First Bank of America from this morning’s Palm Beach Post, Money section:
Bank of America has new ‘forgiveness’ program to help struggling homeowners
Bank of America Corp. will permanently cut up to 30 percent from home loan balances for tens of thousands of struggling borrowers under a new program that some predict will become industry norm.
The plan, announced Wednesday, was virtually unthinkable just months ago.
So taboo was the idea of forgiving principal amounts, that some lenders refused to comment when Ron Faris, president of West Palm Beach-based Ocwen Financial Services, promoted it as a solution to the continuing foreclosure crisis before a congressional committee earlier this month.
But with millions of Americans underwater on their home loans, and increasingly willing to walk away, bank officials said Wednesday that cutting loan amounts is necessary to reduce defaults.
“The banks have been reluctant to come to the reality that ‘Houston, we have a problem,'” said Michael Sichenzia, president of Dynamic Consulting Enterprises in Deerfield Beach. “It’s inevitable more banks will follow. The cost to administer foreclosures is growing exponentially.”
Bank of America, which estimates it has 1.5 million home loans that are 60 or more days behind on payments, calls its plan “earned principal forgiveness.”
To qualify, a borrower must prove financial hardship, be two months delinquent in payments, and owe at least 20 percent more on the loan than the home is worth.
The program targets the riskiest home loans awarded during the real estate boom including subprime adjustable rate mortgages and certain loans that have a fixed interest rate for the first two years before adjusting annually.
Under the new plan, which begins in May, a portion of the principal balance will be set aside interest free. That principal can then be forgiven over five years if the homeowner stays current on new lowered payments.
Obama Expands Foreclosure-Prevention Efforts
The White House will announce Friday an expansion of its foreclosure-prevention efforts to include reducing the mortgage loan balances for some distressed borrowers and giving temporary help to the unemployed, people familiar with the plans said.
In the latest overhaul of the year-old mortgage-loan modification program, these people said, the White House will announce plans to allow unemployed borrowers to receive sharply reduced payments—or a break from making any payments—for at least three months and up to six months. The revamp will also require banks to consider writing down loan balances as part of the formula for lowering monthly payments under the federal Home Affordable Modification Program, or HAMP.
In addition, the administration will introduce a program that uses the Federal Housing Administration to insure new loans for borrowers who are underwater, owing more than the current values of their homes.
Under that program, investors who reduce loan balances to 96.5% of the current property value would refinance borrowers into an FHA-backed loan. Investors would have to reduce first-lien mortgages by at least 10%. For properties that have second-lien mortgages, the program is designed to reduce the total mortgage debt to no more than 115% of the estimated property value. Banks that hold second-liens will be eligible for incentive payments if they write down those loans so borrowers can qualify.
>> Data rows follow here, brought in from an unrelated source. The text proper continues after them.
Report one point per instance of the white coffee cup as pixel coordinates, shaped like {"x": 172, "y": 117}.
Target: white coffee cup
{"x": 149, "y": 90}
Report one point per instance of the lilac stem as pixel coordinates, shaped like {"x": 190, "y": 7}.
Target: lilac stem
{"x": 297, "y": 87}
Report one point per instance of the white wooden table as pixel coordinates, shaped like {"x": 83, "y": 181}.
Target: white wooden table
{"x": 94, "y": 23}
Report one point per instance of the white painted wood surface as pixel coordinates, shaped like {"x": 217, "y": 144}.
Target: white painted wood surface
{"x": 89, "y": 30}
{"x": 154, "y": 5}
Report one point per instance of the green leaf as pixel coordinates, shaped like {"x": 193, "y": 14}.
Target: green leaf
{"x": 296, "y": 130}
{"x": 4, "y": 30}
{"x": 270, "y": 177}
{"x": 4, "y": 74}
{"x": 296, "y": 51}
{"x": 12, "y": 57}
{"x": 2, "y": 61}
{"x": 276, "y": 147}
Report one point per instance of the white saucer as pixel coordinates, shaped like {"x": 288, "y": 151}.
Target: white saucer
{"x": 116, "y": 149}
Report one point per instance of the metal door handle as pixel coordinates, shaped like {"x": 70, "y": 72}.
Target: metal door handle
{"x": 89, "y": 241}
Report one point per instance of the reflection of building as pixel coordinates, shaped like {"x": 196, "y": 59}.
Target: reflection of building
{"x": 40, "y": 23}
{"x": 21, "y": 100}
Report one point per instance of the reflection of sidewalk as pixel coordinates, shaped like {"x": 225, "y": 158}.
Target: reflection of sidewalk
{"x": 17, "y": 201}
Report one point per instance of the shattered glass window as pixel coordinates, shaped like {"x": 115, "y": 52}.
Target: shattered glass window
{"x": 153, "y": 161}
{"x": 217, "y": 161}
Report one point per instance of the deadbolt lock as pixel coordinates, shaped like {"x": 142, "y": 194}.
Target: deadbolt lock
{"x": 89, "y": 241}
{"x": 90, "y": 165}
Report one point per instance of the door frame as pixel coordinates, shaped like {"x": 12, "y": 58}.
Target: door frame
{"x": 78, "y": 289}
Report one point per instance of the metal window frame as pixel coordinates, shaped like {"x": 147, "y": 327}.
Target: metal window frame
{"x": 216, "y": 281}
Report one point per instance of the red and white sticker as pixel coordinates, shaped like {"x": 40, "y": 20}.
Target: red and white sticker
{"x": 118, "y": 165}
To pay for the expanded program, the administration will allocate $14 billion in money from the Troubled Asset Relief Program that had already been earmarked for foreclosure prevention efforts.
An administration official said that the program adjustments were designed to “better assist responsible homeowners who have been affected by the economic crisis through no fault of their own.” The administration is trying to walk a fine line, offering more help to the most troubled homeowners without encouraging people who can afford their payments to default in the hope of getting similar treatment.
Nope, nobody has been saying for over two years now that a floor has to be put under the home market, we all just wanted the banks to get more money.
Are you getting tired of the dictator-in-chief appeasing everybody but the people footing the bill?